Introduction to BLAST
- BLAST stands for Basic Local Alignment Search Tool (BLAST). It is an algorithm for comparing primary biological sequence information, such as amino acid sequences of proteins or nucleotides of DNA/RNA sequences.
- BLAST (Basic Local Alignment Search Tool) allows rapid sequence comparison of a query sequence nucleotides or amino acids) against a database.
- BLAST is used to find similarity between sequences by searching sequence databases for matches to a query sequence. It helps researchers identify genes and genetic features and explore evolutionary relationships.
- BLAST was developed in 1990 by Stephen Altschul, Warren Gish, Webb Miller, Eugene Myers, and David J. Lipman at the National Institutes of Health (NIH). It has since become a widely used bioinformatics tool.
Objectives of BLAST
- It is one of the most popular programs for sequence analysis.
- Enables a researcher to compare a query sequence with a library or database of sequence.
- Identify library sequences that resemble the query sequence above a certain threshold.
- The objective is to find high scoring un-gaped segments among related sequences.
- Alignments of the high-scoring segment pairs showing identical and similar residues.
- A complete list of the parameter settings used for the search.
Why BLAST?
- BLAST is essential for many bioinformatics analyses, as it helps us discover evolutionary relationships, infer protein function, and identify conserved domains.
- It accelerates sequence similarity searching, making it practical for large-scale genomic and proteomic studies.
- Comparing the query sequence to known sequences in databases is fundamental to understanding the relatedness of any query sequence to other known proteins or DNA sequences.
- BLAST is 50 times faster then dynamic programming.
Applications include
- Identifying shared similarities with sequences already deposited in the databanks (orthologs and paralogs?)
- Discovering new genes or proteins (ascertaining existence of a putative ORF)
- Discovering variants of genes or proteins
- Identifying functional motifs shared with other proteins.
- Investigating expressed sequence tags (ESTs)
- Exploring protein structure and function
Why use local alignment for database searches?
Local alignment is a useful approach to database searching because many query sequences have domains, active sites or other motifs that have local but not global regions of similarity to other sequences.
Uses of BLAST
- Species identification: BLAST aids in accurately identifying unknown species by comparing DNA sequences with a comprehensive database. It provides insights into phylogenetic relationships and potential matches.
- Domain analysis: BLAST detects known domains within protein or nucleotide sequences, revealing conserved regions, functional motifs, and structural features. This enhances understanding of biological function.
- Phylogenetic analysis: BLAST’s web pages generate phylogenetic trees from results, showing evolutionary relationships. They visually represent the query sequence’s evolutionary history and relatedness to known species.
- Chromosomal mapping: BLAST helps map query sequences to unknown chromosome locations in known species.
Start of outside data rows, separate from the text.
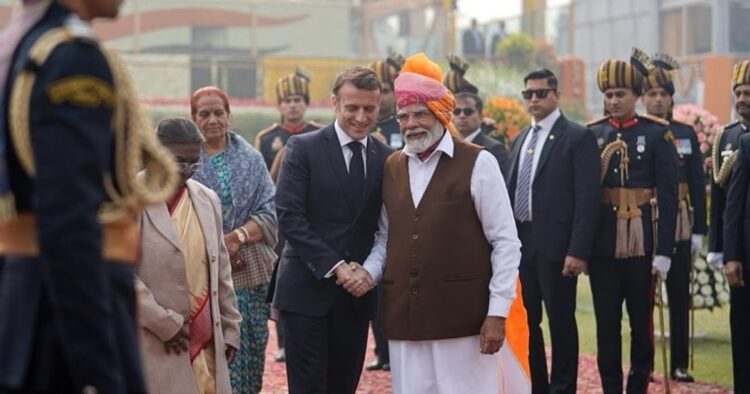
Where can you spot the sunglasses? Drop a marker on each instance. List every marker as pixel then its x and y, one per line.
pixel 467 111
pixel 540 93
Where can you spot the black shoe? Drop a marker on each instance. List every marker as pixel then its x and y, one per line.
pixel 375 365
pixel 681 375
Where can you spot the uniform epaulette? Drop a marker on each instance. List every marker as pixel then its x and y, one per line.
pixel 264 132
pixel 655 119
pixel 731 124
pixel 682 123
pixel 599 120
pixel 79 30
pixel 315 124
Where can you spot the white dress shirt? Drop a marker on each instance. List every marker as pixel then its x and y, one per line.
pixel 546 125
pixel 493 208
pixel 344 140
pixel 473 135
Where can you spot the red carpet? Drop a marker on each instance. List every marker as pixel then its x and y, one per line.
pixel 378 382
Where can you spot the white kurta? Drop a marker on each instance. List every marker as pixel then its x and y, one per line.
pixel 456 365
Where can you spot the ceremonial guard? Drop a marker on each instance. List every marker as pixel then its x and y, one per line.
pixel 386 130
pixel 724 155
pixel 736 230
pixel 657 98
pixel 293 96
pixel 638 164
pixel 72 140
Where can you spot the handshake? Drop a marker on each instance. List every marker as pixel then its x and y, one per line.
pixel 354 278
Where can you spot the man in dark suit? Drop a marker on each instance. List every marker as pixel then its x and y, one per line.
pixel 554 189
pixel 736 246
pixel 467 117
pixel 328 200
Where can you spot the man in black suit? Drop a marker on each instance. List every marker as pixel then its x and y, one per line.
pixel 328 200
pixel 736 246
pixel 467 117
pixel 554 189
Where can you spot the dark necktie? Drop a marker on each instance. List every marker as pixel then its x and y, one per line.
pixel 356 173
pixel 523 185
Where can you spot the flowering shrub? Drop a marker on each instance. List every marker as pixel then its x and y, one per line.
pixel 509 115
pixel 705 125
pixel 709 287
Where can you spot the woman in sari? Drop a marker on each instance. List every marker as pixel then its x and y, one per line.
pixel 187 306
pixel 237 173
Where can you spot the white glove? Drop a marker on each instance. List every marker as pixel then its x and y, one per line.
pixel 660 266
pixel 696 243
pixel 716 259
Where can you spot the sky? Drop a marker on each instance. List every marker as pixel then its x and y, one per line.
pixel 486 10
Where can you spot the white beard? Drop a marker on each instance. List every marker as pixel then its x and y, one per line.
pixel 422 144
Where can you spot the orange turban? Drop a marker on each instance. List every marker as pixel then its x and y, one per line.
pixel 420 81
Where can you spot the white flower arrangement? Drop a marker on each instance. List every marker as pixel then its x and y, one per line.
pixel 709 287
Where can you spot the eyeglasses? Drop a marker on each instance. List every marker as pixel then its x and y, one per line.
pixel 191 167
pixel 419 116
pixel 540 93
pixel 467 111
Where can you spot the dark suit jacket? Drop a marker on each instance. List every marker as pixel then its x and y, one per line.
pixel 319 222
pixel 736 217
pixel 565 192
pixel 497 149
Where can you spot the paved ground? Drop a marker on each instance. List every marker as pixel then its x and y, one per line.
pixel 379 382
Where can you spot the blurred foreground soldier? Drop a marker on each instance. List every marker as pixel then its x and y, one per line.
pixel 293 96
pixel 638 163
pixel 736 246
pixel 658 92
pixel 69 196
pixel 724 154
pixel 387 128
pixel 467 117
pixel 554 189
pixel 445 322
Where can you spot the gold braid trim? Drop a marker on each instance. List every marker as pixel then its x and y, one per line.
pixel 136 146
pixel 607 153
pixel 136 149
pixel 20 96
pixel 715 156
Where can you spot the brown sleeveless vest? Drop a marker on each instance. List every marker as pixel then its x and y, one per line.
pixel 438 269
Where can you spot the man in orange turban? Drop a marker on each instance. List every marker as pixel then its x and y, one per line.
pixel 448 255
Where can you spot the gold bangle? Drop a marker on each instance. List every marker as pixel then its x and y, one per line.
pixel 240 235
pixel 244 231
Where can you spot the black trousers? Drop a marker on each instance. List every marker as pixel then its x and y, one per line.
pixel 678 296
pixel 739 325
pixel 542 283
pixel 325 354
pixel 381 343
pixel 612 282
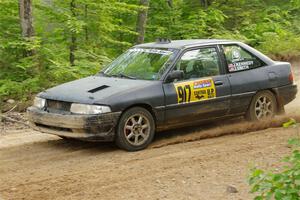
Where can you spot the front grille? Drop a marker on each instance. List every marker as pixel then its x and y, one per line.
pixel 58 105
pixel 53 128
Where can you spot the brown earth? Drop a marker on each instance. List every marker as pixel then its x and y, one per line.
pixel 179 164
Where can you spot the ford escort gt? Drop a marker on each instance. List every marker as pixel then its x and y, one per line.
pixel 163 85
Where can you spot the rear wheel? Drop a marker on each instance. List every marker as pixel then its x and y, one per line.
pixel 263 106
pixel 135 130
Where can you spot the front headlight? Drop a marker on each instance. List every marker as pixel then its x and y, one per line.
pixel 89 109
pixel 39 102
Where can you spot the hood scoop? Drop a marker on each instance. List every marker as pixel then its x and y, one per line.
pixel 102 87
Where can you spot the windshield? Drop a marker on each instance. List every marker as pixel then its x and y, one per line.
pixel 140 63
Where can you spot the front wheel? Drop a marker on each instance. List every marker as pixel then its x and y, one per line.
pixel 135 130
pixel 263 106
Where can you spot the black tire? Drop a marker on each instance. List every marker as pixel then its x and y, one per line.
pixel 133 134
pixel 263 106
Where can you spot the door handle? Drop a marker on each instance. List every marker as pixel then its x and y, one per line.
pixel 218 83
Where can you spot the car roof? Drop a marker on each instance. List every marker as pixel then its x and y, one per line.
pixel 180 44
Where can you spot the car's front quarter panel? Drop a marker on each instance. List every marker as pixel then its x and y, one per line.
pixel 150 95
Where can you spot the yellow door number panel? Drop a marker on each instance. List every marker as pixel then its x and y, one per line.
pixel 196 90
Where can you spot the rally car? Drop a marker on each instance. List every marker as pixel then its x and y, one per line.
pixel 163 85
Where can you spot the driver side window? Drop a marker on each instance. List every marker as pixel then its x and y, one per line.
pixel 199 63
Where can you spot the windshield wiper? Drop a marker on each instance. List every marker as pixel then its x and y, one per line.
pixel 121 75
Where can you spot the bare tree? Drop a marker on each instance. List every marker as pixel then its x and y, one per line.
pixel 25 15
pixel 141 21
pixel 73 36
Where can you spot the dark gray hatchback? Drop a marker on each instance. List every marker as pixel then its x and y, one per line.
pixel 163 85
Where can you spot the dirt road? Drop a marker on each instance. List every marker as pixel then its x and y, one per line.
pixel 39 166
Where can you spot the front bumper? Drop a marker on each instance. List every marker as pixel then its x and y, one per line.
pixel 86 127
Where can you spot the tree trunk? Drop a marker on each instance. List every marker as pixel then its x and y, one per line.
pixel 205 3
pixel 25 15
pixel 86 19
pixel 73 36
pixel 141 22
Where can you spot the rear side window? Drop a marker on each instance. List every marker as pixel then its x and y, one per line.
pixel 238 59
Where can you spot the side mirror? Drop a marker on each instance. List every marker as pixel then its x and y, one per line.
pixel 176 74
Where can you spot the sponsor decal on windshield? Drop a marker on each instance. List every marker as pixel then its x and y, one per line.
pixel 239 66
pixel 156 51
pixel 196 90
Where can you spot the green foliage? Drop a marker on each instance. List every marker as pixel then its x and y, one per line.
pixel 283 185
pixel 102 29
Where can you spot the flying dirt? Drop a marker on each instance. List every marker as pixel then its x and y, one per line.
pixel 184 164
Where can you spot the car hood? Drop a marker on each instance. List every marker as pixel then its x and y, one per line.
pixel 93 89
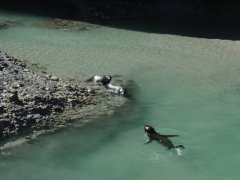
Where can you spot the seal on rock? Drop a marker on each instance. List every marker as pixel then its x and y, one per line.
pixel 163 139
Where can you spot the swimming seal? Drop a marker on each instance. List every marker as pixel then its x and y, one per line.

It aligns them with database hits, indicating their genomic position.
- Comparative genomics and annotations: BLAST enables mapping of annotations between different organisms and searching for common genes in related species. This comparative approach uncovers gene functions, regulatory elements, and evolutionary conservation, facilitating cross-species comparative studies.
BLAST Versions
- Over time, various versions of BLAST have been developed, such as BLASTn (nucleotide vs. nucleotide), BLASTp (protein vs. protein), BLASTx (translated nucleotide vs. protein), and tBLASTn (protein vs. translated nucleotide).